ABD Başkanlık seçimlerinde 25 yıl önce Ronald Regan'a rakip olan eski senatör Patricia Schroeder, İsrail Başbakanı Binyamin Netanyahu'nun Kasım ayında yapılacak ABD Başkanlık seçiminde Cumhuriyetçi Parti başkan adayı Mitt Romney'e verdiği desteğin kendisini korkuttuğunu belirterek,
''ABD seçimlerinde bir başka devletin liderinin başkan adaylarından birine açık destek verdiği daha önce görülmüş şey değil'' dedi.
Schroeder, İngilizce Konuşanlar Derneği'nin (ESU) Dünya Kongresi'ne katılmak için geldiği İstanbul'da soruları yanıtladı.
ABD Kongresi'ne 1972'de seçilen ve 24 yıl boyunca kongre üyeliği yapan Schoreder, 1987'de Demokrat Parti içinde dönemin ABD Başkanı Ronald Regan'ın karşısına çıkmak için aday da oldu. ABD Başkanlığı için ciddi adım atan az sayıdaki ABD kadın siyasetçi arasında yer alan Schroeder, bir süre sonra ''seçim kampanyasının gayri insani yönleri''nin kendisini yıprattığını belirterek, adaylıktan çekildi.

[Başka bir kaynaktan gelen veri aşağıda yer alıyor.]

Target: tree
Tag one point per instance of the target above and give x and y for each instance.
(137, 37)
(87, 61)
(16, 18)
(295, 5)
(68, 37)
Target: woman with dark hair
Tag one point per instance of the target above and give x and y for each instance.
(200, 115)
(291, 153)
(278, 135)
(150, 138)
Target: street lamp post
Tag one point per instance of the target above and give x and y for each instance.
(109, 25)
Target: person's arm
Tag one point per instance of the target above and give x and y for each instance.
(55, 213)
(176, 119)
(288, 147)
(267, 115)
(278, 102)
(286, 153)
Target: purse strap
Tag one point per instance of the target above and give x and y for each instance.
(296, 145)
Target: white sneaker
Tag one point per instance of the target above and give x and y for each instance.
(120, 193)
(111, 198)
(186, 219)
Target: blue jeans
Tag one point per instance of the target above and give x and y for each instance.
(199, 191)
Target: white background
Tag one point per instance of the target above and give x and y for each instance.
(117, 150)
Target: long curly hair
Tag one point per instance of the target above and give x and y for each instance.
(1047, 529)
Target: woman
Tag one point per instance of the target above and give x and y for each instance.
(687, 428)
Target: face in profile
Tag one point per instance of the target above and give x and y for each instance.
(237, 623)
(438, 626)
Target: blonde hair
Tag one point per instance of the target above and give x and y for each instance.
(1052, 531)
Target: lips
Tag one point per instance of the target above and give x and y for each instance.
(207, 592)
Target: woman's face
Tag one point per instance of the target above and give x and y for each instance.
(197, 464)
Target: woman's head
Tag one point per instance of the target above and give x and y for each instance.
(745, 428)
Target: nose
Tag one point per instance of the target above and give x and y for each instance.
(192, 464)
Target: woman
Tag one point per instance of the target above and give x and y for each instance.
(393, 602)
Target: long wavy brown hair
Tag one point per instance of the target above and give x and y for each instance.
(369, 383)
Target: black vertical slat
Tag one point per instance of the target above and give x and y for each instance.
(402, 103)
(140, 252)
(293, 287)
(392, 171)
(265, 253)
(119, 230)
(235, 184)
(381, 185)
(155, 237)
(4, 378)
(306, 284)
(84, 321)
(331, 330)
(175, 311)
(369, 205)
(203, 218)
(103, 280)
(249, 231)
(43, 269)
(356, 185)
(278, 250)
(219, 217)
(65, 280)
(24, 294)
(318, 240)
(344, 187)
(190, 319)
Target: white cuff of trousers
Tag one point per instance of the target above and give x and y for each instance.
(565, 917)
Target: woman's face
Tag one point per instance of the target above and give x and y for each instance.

Halen Amerikan Yayıncılar Birliği Başkanlığı ve ESU Amerika ile ESU Uluslararası Konseyi Başkanlığı görevlerini yürüten Schroeder, Kasım ayında yapılacak ABD Başkanlık seçimleri konusunda kaygılı olduğunu belirtti.
Özellikle İsrail Başbakanı Binyamin Netanyahu'nun kamuoyu önünde Cumhuriyetçi parti başkan adayı Mitt Romney'e verdiği desteği ve Başkan Barack Obama ile ilgili demeçlerini eleştiren Schroeder,
''ABD seçimlerinde bir başka devletin liderinin başkan adaylarından birine açık destek verdiği daha önce görülmüş şey değil. Netanyahu'nun Romney'e verdiği destek beni korkutuyor. Obama'yla ilgili sözleri gerçekten kaygı verici. Demokrat Parti seçmenleri arasında önemli bir Yahudi kitle var. Netanyahu'nun açıklamaları bunların partiden uzaklaşmasına neden oluyor'' diye konuştu.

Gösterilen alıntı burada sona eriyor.